| ChatGPT was announced November, 2022 - 8 months ago. Time flies. Question for HN: Where are we in the hype cycle on this? We can run shitty clones slowly on Raspberry Pi's and your phone. The educational implementations demonstrate the basics in under a thousand lines of brisk C. Great. At some point you have to wonder... well, so what? Not one killer app has emerged. I for one am eager to be all hip and open minded and pretend like I use LLMs all the time for everything and they are "the future" but novelty aside it seems like so far we have a demented clippy and some sophomoric arguments about alignment and wrong think. It did generate a whole lot of breathless click-bait-y articles and gave people something to blab about. Ironically it also accelerated the value of that sort of gab and clicks towards zero. As I am not a VC, politician, or opportunist, hand waving and telling me this is Frankenstein's monster about to come alive and therefore I need billions of dollars or "regulations" just makes folks sound like the crypto scammers. Please HN, say something actually insightful, I beg you. |
"Is this a problem where an answer that is mostly right and sometimes wrong is still a great value proposition?"

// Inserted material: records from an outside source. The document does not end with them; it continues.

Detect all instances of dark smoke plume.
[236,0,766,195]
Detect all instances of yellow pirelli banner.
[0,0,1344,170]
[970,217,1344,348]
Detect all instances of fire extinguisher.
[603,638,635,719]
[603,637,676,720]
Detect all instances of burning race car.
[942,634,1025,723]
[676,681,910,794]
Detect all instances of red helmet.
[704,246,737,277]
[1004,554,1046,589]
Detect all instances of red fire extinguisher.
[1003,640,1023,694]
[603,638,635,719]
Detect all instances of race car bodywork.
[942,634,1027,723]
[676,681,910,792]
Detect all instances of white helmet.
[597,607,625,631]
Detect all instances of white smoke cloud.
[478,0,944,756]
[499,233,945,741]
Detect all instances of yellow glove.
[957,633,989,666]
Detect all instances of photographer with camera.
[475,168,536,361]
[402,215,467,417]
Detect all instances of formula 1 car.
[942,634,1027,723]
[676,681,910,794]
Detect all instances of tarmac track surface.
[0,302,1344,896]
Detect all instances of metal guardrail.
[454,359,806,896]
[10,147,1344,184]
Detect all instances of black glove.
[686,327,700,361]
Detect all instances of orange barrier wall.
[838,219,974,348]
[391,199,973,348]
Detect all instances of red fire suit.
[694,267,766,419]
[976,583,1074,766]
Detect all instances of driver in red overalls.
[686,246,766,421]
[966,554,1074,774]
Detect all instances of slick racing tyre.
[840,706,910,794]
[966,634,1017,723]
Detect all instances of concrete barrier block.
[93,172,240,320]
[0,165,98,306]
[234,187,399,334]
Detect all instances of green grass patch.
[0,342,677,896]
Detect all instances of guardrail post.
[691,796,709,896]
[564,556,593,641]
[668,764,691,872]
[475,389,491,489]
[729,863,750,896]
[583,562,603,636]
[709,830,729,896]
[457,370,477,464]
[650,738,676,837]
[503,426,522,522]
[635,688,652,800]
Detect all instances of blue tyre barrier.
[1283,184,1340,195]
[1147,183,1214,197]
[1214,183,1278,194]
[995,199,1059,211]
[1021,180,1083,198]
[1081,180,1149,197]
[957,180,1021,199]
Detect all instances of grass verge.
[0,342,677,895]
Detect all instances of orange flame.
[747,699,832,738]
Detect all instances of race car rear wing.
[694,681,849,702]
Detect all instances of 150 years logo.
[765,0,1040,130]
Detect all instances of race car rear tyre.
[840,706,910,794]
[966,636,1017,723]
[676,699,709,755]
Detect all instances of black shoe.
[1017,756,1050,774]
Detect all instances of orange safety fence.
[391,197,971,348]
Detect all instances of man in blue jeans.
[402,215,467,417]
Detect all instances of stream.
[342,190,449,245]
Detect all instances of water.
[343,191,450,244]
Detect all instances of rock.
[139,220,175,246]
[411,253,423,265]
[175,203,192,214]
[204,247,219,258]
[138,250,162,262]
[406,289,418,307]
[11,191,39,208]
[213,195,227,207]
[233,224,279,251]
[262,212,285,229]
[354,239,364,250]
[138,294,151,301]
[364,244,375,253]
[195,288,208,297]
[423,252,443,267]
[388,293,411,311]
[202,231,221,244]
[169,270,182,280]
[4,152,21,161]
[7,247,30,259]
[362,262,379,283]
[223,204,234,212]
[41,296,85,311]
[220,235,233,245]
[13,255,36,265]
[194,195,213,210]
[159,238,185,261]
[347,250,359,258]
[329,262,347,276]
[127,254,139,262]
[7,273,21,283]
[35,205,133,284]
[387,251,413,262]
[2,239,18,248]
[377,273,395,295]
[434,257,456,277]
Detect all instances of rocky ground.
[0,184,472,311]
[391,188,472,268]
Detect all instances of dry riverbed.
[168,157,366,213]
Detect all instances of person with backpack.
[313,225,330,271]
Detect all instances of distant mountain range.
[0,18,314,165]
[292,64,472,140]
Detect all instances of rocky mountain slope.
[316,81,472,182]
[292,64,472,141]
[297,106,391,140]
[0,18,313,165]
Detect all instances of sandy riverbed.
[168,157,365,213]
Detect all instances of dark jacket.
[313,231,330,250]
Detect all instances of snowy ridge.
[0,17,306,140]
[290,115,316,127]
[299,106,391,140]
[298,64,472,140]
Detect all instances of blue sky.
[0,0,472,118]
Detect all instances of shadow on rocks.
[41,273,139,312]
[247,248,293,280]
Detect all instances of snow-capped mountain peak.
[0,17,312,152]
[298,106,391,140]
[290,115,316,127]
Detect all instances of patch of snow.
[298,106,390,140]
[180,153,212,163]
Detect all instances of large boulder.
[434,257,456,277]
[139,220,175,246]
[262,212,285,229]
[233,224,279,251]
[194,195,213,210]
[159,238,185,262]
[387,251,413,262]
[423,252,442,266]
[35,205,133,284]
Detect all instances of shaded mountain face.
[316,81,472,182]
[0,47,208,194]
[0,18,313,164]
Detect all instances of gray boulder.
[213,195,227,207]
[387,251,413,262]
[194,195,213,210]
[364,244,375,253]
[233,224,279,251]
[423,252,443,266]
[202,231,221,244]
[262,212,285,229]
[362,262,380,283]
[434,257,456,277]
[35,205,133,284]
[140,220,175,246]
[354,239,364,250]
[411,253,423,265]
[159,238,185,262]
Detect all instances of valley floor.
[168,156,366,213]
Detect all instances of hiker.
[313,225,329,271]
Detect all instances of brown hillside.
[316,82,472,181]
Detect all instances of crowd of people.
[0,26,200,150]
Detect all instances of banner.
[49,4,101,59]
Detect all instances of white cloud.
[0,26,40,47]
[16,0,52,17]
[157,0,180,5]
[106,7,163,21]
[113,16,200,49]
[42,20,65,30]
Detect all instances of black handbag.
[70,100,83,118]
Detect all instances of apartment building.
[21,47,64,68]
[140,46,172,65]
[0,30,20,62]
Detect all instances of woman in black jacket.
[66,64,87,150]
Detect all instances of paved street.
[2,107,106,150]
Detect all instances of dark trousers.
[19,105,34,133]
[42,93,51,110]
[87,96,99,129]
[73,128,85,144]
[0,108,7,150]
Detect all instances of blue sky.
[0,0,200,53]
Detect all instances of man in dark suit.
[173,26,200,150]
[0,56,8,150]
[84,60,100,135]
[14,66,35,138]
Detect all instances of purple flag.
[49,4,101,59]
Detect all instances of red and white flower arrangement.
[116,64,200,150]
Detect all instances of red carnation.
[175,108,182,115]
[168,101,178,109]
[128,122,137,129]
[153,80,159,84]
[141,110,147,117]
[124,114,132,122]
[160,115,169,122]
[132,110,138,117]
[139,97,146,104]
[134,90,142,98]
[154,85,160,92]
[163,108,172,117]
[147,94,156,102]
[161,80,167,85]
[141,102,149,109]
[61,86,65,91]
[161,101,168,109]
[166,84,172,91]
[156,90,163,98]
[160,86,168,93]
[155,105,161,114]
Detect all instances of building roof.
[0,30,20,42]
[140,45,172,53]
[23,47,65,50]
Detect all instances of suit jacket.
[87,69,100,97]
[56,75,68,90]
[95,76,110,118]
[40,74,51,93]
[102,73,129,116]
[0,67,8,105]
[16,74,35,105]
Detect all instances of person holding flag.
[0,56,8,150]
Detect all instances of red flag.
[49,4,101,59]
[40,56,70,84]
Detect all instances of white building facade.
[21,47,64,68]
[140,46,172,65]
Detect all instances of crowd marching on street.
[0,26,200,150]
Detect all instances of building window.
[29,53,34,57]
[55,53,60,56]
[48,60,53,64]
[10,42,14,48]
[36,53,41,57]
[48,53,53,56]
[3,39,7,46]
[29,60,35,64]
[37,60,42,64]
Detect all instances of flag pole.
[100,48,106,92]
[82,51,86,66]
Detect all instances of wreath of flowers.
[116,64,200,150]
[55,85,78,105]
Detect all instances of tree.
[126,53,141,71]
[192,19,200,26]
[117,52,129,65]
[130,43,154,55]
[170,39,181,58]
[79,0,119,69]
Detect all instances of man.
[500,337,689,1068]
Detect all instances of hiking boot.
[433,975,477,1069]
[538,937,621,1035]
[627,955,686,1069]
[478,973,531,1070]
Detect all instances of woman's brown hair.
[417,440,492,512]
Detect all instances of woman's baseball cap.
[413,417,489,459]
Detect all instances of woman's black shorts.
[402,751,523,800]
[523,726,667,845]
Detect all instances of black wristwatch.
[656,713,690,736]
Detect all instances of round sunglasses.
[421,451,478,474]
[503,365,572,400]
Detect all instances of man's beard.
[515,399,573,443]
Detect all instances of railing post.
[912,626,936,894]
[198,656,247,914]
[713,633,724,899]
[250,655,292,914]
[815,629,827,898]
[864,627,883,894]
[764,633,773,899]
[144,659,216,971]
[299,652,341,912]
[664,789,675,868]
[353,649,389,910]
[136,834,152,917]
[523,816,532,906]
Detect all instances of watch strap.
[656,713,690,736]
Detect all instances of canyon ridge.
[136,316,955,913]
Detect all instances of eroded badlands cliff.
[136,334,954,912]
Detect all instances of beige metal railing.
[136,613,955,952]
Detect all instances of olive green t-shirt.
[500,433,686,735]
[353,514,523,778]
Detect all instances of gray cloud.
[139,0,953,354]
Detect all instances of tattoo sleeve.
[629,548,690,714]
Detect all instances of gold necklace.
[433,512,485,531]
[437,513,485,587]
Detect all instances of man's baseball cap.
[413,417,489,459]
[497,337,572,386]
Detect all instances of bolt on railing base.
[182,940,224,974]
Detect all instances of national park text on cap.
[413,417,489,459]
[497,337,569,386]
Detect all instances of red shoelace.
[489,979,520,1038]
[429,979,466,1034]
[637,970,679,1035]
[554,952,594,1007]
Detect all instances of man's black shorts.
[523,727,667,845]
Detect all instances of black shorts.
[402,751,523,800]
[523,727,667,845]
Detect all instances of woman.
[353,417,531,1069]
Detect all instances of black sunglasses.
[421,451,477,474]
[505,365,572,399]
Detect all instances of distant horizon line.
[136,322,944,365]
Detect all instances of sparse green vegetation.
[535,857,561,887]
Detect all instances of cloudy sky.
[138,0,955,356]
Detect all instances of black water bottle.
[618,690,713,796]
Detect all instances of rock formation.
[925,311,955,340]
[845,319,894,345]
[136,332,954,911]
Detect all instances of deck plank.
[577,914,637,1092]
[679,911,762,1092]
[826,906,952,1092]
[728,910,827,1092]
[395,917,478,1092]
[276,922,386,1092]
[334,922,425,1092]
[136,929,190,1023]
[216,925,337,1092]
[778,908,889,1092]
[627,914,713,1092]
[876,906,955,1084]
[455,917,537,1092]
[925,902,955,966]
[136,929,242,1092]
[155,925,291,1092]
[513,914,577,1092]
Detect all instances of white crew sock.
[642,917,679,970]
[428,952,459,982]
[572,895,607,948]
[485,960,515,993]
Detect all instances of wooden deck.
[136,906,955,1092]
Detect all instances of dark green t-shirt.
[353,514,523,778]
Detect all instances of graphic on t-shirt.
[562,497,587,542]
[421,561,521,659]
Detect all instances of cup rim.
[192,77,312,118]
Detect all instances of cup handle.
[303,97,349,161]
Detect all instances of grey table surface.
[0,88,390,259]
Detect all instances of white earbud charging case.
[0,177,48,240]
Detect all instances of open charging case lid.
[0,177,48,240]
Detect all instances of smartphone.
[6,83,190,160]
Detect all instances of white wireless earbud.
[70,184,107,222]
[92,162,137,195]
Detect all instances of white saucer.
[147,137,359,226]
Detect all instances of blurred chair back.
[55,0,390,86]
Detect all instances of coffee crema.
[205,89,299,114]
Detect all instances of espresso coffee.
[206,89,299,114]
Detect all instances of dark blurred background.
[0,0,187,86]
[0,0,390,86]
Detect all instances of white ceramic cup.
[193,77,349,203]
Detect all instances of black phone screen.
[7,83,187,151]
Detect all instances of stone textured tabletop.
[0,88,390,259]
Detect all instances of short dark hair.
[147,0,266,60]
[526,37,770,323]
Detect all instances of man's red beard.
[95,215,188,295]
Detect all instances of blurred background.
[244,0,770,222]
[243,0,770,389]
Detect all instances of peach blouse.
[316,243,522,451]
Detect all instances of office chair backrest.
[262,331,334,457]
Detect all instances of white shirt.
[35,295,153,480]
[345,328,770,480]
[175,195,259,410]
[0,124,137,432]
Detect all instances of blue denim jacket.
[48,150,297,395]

This is what people don't get. If sometimes the answer is (catastrophically) wrong, and the cost of this is high, there's no market fit. So I think a lot of these early LLM related startups are going to be trainwrecks because they haven't figured this out. If the cost of an error is very high in your business, and human checking is what you are trying to avoid, these are not nearly as helpful.
I looked at one company in this scenario and they were dying. Couldn't get big customers to commit because the product was just not worth it if it couldn't be reliably right on something that a human was never going to get wrong (can't say what it was, NDAs and all that.) I also looked at one where they were doing very well because an answer that was usually close would save workers tons of time, and the nature of the biz was that eliminating the human verification step would make no sense anyway. Let's just say it was in a very onerous search problem, and it was trivial for the searcher to say "wrong wrong wrong, RIGHT, phew that saved me hours!". And that saving was going to add up to very significant cash.
So killer apps are going to be out there. But I agree that there is massive overhype and it's not all of them! (or even many!)